Diplomacy experts around the globe have raised the alarm that the world is dangerously close to a nuclear conflict.
The war in Ukraine and mounting tensions between China and the US have thrust nuclear responses to the forefront of the minds of citizens and politicians.
The study published in Nature did a situational analysis based on the number of nuclear weapons fired and what the impact on the climate and crop yields would be.
“Their analysis is showing something really critical to transmit: that nuclear winter is really, really bad,” Morgan Rivers of the nonprofit Alliance to Feed the Earth in Disasters told Science.
For its inclusion of changes in climate, crops, and fisheries, the new study is one of the most comprehensive to date and builds on past research from the Cold War era.
The researchers calculated the drop in calorie production across a range of key food groups in six different conflict scenarios.
As the circumstances worsen and more weapons are fired, food commerce patterns like international trade are removed from the simulation.
The research team accounted for last-ditch efforts where humans would eat livestock feed to survive and found these responses would do little after a large-scale nuclear conflict.
A nuclear war between the United States and Russia was the most catastrophic scenario detailed in the study, where an estimated 400billion pounds of soot in the atmosphere cause a nuclear winter.

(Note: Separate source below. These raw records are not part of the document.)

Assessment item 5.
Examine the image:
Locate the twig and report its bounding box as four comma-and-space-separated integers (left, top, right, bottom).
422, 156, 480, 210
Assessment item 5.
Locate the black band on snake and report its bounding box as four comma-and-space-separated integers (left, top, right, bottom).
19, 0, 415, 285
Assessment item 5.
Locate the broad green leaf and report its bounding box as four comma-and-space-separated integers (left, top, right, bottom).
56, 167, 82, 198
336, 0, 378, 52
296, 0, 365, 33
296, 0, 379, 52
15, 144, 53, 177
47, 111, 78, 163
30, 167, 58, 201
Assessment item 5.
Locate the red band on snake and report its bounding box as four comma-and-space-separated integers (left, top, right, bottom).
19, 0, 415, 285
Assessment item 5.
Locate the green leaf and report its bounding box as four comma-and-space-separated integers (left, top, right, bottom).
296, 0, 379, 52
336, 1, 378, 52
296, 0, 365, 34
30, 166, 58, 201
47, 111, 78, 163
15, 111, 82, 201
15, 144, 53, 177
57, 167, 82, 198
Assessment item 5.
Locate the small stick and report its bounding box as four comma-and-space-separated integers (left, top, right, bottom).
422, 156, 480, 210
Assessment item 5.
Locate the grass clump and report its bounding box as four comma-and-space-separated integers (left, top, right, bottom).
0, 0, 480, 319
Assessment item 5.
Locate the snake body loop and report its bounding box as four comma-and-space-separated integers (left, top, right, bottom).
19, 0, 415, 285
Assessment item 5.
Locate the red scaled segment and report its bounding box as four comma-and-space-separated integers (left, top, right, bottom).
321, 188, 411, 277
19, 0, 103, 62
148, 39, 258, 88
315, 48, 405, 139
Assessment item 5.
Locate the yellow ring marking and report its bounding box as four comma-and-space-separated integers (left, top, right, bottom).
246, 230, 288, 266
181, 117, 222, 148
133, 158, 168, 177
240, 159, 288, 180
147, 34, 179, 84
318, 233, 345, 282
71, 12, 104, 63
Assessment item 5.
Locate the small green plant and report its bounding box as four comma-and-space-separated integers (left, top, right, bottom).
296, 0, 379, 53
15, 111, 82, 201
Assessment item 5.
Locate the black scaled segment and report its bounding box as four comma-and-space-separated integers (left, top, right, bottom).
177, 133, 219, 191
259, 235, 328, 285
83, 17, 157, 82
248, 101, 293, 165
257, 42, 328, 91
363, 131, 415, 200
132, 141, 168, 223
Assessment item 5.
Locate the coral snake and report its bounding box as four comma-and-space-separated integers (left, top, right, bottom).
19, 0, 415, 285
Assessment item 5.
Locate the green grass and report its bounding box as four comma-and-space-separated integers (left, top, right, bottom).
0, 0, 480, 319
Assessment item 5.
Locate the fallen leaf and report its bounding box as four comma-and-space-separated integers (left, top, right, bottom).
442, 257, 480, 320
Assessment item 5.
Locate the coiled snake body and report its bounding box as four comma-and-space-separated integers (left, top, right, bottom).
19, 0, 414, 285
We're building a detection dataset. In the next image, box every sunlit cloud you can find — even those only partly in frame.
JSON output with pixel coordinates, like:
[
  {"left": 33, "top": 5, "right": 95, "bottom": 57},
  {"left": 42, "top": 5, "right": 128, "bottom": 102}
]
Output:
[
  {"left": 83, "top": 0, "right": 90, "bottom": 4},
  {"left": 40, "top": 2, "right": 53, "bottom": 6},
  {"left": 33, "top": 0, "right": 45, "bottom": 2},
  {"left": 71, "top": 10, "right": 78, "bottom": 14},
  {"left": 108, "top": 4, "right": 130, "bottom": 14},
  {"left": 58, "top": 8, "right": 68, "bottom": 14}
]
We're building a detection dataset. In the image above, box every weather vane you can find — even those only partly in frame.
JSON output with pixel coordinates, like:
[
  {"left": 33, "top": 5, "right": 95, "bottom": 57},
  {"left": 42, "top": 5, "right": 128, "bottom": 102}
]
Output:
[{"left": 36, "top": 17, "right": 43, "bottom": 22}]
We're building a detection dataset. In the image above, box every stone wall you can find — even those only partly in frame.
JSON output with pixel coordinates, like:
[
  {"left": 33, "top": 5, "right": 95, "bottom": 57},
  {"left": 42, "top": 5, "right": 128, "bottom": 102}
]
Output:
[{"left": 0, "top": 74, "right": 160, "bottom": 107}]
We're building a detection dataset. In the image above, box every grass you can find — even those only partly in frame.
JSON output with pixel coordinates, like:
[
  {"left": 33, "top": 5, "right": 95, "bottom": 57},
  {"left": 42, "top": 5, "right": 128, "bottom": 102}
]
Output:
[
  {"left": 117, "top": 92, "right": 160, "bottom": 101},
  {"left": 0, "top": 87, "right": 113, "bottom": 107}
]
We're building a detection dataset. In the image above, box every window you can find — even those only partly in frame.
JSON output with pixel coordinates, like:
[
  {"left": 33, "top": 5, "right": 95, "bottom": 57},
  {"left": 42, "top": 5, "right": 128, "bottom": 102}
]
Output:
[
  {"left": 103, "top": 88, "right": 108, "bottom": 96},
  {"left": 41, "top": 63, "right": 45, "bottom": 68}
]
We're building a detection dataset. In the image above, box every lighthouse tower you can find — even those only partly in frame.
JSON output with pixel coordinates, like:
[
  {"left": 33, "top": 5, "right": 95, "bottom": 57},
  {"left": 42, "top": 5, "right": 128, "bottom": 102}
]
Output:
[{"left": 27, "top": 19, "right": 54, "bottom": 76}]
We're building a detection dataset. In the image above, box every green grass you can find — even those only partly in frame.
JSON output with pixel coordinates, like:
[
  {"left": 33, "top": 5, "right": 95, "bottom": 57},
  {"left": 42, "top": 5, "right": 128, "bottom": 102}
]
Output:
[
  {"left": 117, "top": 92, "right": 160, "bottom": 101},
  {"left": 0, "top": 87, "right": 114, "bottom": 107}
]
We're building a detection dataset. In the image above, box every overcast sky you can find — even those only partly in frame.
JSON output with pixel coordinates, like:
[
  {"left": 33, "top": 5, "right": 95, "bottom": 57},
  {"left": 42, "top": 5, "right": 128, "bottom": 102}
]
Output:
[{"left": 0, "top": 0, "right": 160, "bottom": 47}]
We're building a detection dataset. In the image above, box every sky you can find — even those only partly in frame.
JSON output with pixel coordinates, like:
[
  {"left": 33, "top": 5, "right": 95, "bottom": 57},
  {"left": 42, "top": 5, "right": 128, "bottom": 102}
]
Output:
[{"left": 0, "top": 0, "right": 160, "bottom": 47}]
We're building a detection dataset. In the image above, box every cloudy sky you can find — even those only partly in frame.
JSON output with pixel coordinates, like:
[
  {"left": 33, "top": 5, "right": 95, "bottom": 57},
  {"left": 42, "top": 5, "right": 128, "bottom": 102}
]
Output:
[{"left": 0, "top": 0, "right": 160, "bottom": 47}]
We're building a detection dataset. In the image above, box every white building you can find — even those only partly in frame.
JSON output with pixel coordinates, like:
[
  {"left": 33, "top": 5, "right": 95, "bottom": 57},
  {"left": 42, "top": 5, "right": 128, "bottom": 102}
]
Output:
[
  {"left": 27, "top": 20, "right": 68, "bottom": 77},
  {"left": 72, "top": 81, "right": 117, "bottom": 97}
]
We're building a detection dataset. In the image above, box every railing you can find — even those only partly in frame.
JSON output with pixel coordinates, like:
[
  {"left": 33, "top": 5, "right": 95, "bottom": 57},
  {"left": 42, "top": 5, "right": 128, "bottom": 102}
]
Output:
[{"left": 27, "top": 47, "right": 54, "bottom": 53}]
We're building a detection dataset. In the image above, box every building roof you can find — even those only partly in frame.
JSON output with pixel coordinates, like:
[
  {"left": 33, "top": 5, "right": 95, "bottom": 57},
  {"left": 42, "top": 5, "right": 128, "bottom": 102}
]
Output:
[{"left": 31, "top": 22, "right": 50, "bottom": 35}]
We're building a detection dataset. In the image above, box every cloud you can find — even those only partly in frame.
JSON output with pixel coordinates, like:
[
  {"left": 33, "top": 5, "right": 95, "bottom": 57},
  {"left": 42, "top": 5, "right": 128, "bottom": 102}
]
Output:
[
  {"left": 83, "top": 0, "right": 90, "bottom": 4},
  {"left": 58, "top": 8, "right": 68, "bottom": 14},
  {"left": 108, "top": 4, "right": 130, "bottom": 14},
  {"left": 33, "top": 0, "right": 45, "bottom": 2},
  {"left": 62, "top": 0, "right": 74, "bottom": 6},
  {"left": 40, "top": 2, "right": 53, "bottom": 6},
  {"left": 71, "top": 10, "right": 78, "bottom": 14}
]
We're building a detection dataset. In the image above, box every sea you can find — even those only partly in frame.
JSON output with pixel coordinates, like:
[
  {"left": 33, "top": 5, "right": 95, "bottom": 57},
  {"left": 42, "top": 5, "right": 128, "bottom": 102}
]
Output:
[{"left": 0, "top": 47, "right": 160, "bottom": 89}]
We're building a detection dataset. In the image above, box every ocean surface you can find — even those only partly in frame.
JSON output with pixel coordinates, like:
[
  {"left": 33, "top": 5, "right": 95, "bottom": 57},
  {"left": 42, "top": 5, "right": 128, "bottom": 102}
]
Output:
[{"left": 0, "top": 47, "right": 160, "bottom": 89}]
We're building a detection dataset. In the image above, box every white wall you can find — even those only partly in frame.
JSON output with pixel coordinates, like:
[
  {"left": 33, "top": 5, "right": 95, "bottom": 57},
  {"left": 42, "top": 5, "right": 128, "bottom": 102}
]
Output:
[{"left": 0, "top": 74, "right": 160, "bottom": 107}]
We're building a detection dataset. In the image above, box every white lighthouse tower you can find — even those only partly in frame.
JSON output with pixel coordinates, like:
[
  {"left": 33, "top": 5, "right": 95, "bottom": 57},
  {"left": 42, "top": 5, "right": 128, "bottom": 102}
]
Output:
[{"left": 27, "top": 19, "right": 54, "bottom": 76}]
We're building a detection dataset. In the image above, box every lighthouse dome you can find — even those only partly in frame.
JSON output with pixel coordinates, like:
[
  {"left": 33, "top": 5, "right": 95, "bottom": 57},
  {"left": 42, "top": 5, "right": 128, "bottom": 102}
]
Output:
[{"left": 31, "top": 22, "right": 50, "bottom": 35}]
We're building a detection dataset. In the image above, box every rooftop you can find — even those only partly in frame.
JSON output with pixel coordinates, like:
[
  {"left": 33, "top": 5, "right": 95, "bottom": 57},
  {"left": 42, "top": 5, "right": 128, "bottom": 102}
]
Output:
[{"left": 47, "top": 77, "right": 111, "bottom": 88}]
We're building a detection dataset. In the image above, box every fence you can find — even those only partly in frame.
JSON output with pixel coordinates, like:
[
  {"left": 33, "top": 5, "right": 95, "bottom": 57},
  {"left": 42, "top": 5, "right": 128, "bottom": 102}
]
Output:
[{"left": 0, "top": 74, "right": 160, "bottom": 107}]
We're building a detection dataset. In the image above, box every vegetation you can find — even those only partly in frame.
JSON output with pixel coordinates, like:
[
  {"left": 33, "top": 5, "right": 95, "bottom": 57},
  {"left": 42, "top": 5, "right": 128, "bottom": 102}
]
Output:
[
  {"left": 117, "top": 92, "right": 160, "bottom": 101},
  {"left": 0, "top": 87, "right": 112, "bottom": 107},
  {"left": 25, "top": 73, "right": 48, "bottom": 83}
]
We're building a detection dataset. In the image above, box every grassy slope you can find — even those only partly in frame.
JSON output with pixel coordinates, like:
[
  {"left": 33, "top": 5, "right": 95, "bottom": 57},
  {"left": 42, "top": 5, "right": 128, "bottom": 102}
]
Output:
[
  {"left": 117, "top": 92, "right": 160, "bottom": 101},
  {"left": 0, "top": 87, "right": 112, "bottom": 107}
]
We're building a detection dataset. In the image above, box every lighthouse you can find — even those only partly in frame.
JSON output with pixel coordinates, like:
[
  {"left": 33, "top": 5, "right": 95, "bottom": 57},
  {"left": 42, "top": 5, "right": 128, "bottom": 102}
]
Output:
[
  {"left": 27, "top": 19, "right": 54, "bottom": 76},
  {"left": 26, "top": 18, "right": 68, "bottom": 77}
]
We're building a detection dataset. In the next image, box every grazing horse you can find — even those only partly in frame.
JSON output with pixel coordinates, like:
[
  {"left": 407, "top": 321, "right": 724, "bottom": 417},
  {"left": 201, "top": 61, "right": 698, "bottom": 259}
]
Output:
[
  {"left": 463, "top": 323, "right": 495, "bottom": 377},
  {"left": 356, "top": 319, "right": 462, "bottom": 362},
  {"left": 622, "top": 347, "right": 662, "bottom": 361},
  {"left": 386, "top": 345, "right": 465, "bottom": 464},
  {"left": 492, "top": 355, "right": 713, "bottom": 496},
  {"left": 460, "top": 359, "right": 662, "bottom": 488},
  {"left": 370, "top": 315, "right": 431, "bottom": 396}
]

In this worst-case scenario, 360million people would die from the blasts and resulting famine and more than five billion would be without food two years later.
In 2021, President Biden extended an agreement with Russia that limits the number of long-range nuclear weapons each country can stockpile.
The upper limits of the agreement allow for both nations to carry 1,550 nuclear warheads, which the study notes is more than 90% of the world’s total arsenal.
Even though the study is just data points and analysis, it effectively paints a visceral picture of the world after a nuclear conflict.
Many are hoping geopolitical intensity will cool soon and leaders will take an organized step back from the brink.